6.6. PyMC3 Introduction

Last revised 25-Oct-2021 by Dick Furnstahl (furnstahl.1@osu.edu)

A good starting point for notebooks with PyMC3 examples is the official documentation site: https://docs.pymc.io/. We’ve adapted some examples from that site here and in other notebooks.

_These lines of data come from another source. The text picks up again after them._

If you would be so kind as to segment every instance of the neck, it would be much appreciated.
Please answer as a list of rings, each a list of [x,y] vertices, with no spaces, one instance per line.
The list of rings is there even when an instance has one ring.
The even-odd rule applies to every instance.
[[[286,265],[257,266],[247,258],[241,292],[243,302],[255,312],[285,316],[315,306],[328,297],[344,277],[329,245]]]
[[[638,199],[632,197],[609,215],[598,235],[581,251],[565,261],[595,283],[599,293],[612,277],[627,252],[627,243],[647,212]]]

Aside. Here is a good quote from Rob Hicks on HMC and No U-Turn:

“The idea: rather than blindly stumbling around the posterior, use the posterior gradient to skate around the gradient contour. As you skate closer to a drop-off (gradient is steep and probability is lower), potential energy decreases and kinetic energy increases (since energy is always conserved). When this happens the skater is turned back uphill and pushed from the precipice and skates on along a posterior likelihood contour. The No U-Turn sampler keeps skating until the skater tries to turn back towards the original point.”

Imports

import numpy as np
import scipy.stats as stats

import arviz as az
import matplotlib.pyplot as plt

import pymc3 as pm

# Recommended: document what PyMC3 version we are using
print(f'Running on PyMC3 v{pm.__version__}')
Running on PyMC3 v3.11.2

Basic setup of a model

First we need to create a model, which will be an instance of the Model class. The model has references to all random variables (RVs) and computes the model log posterior (logp) and its gradients. We typically instantiate it using a with context. For example:

with pm.Model() as my_model:
    mu = pm.Normal('mu', mu=0, sigma=1)
    obs = pm.Normal('obs', mu=mu, sigma=1, observed=np.random.randn(100))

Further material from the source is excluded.